Apple provides that in NotificationCenter, another class for which each app has a default instance. When each ViewController loads its view, we need to add that as an observer for a named notification. Thus, the viewDidLoad
function becomes
override func viewDidLoad() {
super.viewDidLoad()
//…
self.theUUID = UUID.init()
let nc = NotificationCenter.default
nc.addObserver(self, selector: #selector(loadMenu), name: Notification.Name("Period-Changed"), object: nil)
}
We then provide a function which can be called by macOS, being specially marked so that it can be called by Objective-C code:
@objc func loadMenu() {
loadPeriodMenu()
}
That in turn removes the items from the popup menu, adds the refreshed list of items, and selects the correct item within that menu.
The function which triggers this, by posting the notification, is insertDefaults()
, which becomes:
func insertDefaults(startDate: Date, endDate: Date) {
if (self.theSourceLogFile != "") {
let defaults = UserDefaults.standard
let theSt1 = startDate.timeIntervalSinceReferenceDate
let theEn1 = endDate.timeIntervalSinceReferenceDate
let theDict = ["file": self.theSourceLogFile, "start": theSt1, "end": theEn1] as [String : Any]

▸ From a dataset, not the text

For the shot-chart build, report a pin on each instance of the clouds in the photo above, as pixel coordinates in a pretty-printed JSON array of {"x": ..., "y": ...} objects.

let theUUIDStr = self.theUUID.uuidString
defaults.set(theDict, forKey: theUUIDStr)
let nc = NotificationCenter.default
nc.post(name: Notification.Name("Period-Changed"), object: nil)
} }
So each time that the start and end datestamps of a window are changed, each ViewController is informed via the default instance of NotificationCenter, and rebuilds its own popup menu contents.
In relatively few lines of fairly straightforward code, Woodpile has now got what it needs to perform magic with this popup menu. No NSApplications were harmed in the process.